Norwegian startup 1X Technologies has announced what they claim to be a significant breakthrough in robotics: an AI-based world model that serves as a virtual simulator for robots. This development aims to solve a critical challenge in robotics - the reliable evaluation of multi-task robots in dynamic environments.
Addressing the “robot dilemma,” 1X Technologies aims to solve the challenge of reliably assessing robots trained for multiple tasks in ever-changing environments. The company highlighted that traditional evaluation methods struggle to maintain consistency, as even minor environmental shifts can lead to substantial performance variations. For instance, a robot tasked with folding T-shirts demonstrated fluctuating efficiency over a 50-day period, underscoring the difficulty of maintaining steady performance in dynamic settings.
To develop their world models, 1X Technologies amassed thousands of hours of video footage capturing their humanoid robot, EVE, performing a variety of tasks in residential and office environments.

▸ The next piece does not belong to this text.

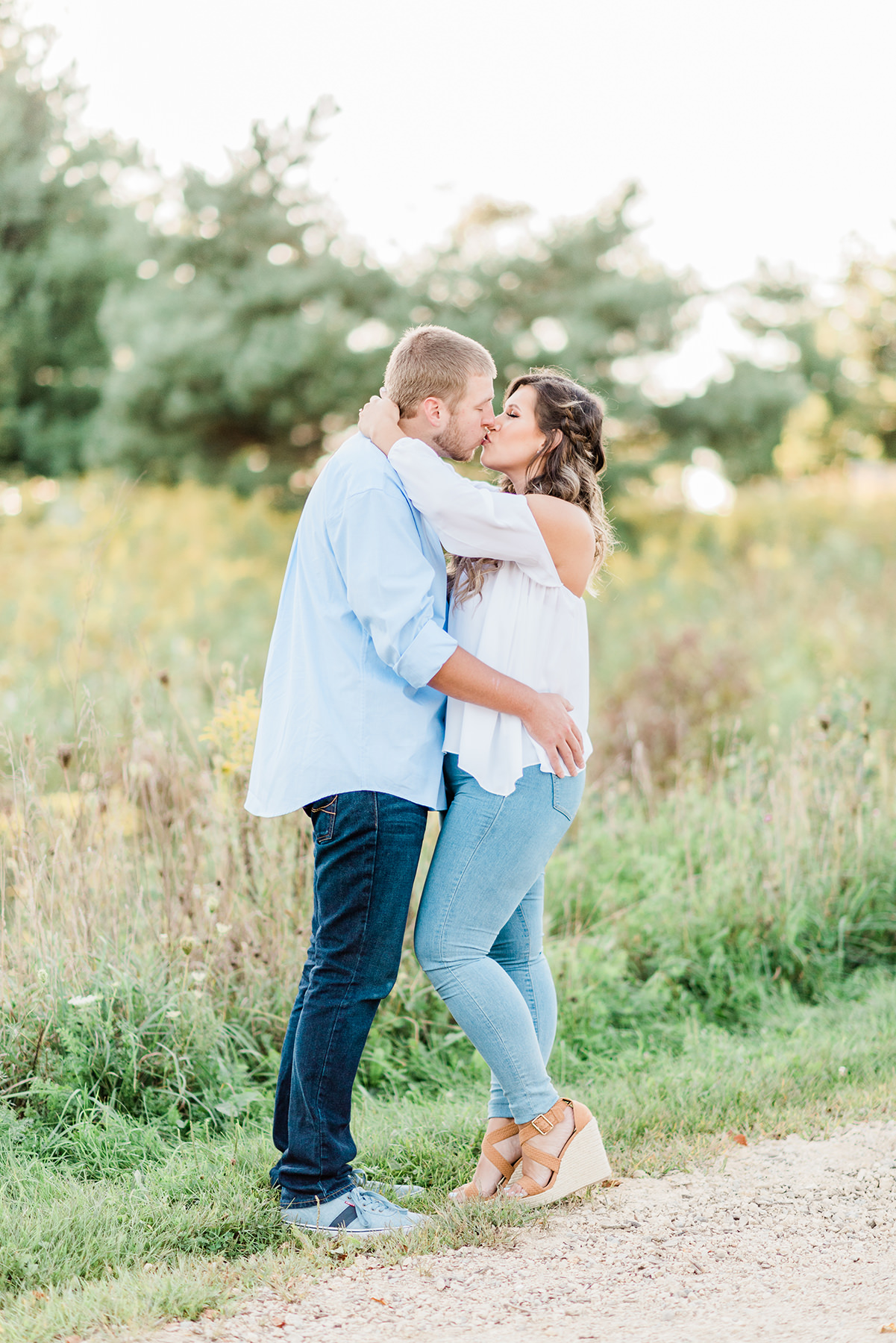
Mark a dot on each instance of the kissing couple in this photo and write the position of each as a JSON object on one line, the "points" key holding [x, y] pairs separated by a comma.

Utilizing machine learning, the company trained these models to predict how objects and environments would respond to different robotic actions. This capability allows the models to generate realistic visual simulations, such as avoiding collisions with humans and objects, without explicit programming for each scenario.

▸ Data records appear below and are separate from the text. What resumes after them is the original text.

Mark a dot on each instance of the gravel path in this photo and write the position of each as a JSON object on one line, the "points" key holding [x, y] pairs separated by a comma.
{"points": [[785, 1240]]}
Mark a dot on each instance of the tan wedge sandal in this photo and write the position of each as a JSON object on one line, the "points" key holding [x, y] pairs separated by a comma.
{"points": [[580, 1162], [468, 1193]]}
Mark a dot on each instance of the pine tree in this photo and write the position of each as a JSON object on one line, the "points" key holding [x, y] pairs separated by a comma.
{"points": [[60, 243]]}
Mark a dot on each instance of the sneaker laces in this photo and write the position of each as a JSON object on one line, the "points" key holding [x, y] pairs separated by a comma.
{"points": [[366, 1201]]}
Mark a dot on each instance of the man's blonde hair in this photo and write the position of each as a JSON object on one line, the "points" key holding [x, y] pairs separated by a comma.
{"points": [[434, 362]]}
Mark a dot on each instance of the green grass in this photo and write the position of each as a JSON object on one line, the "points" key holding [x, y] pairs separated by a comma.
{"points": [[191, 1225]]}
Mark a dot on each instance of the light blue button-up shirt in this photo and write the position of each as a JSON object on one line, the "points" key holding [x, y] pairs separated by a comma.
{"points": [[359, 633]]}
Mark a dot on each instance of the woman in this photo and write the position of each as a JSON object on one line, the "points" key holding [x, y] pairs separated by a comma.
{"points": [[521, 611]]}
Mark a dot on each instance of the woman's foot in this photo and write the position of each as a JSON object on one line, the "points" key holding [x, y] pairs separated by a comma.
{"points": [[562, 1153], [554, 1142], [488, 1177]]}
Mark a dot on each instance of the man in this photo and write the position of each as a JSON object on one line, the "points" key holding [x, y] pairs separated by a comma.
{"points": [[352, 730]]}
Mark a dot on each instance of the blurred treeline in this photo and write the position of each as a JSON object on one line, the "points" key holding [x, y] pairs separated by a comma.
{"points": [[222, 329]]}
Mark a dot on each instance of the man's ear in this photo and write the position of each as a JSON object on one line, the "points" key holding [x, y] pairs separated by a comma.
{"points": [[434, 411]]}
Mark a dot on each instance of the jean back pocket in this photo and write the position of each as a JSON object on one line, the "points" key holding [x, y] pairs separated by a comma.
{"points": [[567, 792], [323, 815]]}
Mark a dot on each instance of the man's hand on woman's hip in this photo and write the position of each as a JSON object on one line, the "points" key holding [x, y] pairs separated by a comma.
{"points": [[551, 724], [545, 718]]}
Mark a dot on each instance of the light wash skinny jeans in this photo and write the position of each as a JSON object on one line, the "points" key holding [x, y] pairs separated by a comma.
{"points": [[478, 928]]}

1X Technologies’ world models exhibit the ability to handle complex interactions, including grasping and lifting objects, opening doors and drawers, and manipulating deformable materials like clothing. The models can generate multiple potential outcomes from the same initial conditions, enabling comprehensive testing of robotic actions. For example, the system can simulate different trajectories for a robot hand interacting with boxes, demonstrating how varying actions result in distinct object movements while keeping other items stationary.
Despite these advancements, 1X Technologies acknowledges several limitations. The world models occasionally struggle with maintaining object coherence, leading to inconsistencies in color and shape during interactions. Additionally, while the models generally adhere to physical laws, there are instances where simulated objects behave unrealistically, such as a plate remaining suspended in mid-air. The system also faces challenges with self-recognition, as evidenced by unreliable mirror reflections of the robot’s actions.

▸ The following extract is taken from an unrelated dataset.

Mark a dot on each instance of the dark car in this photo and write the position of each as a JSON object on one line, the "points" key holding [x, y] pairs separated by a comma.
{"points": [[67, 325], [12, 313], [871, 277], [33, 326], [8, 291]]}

To foster further development in this field, 1X Technologies has launched the “1X World Model Challenge,” which offers over 100 hours of vector-quantized video data, pre-trained models, and cash prizes to incentivize research and innovation. The initial Compression Challenge awards $10,000 to the first submission that achieves a specified training loss on a private test set. Future stages of the competition will focus on sampling and evaluation, aiming to enhance the model’s ability to generate accurate future scenarios and predict robot performance before real-world deployment.
This advancement comes at a time of increased investment in humanoid robotics. Earlier this year, 1X raised $100 million to support the development of their household robot, Neo, with backing from industry leaders like OpenAI.
As the race to create more sophisticated robot systems intensifies, 1X's world model approach could mark a significant shift in how robots are trained and evaluated. The technology promises to bridge the gap between simulation and real-world performance, potentially ushering in a new era of robotic capabilities.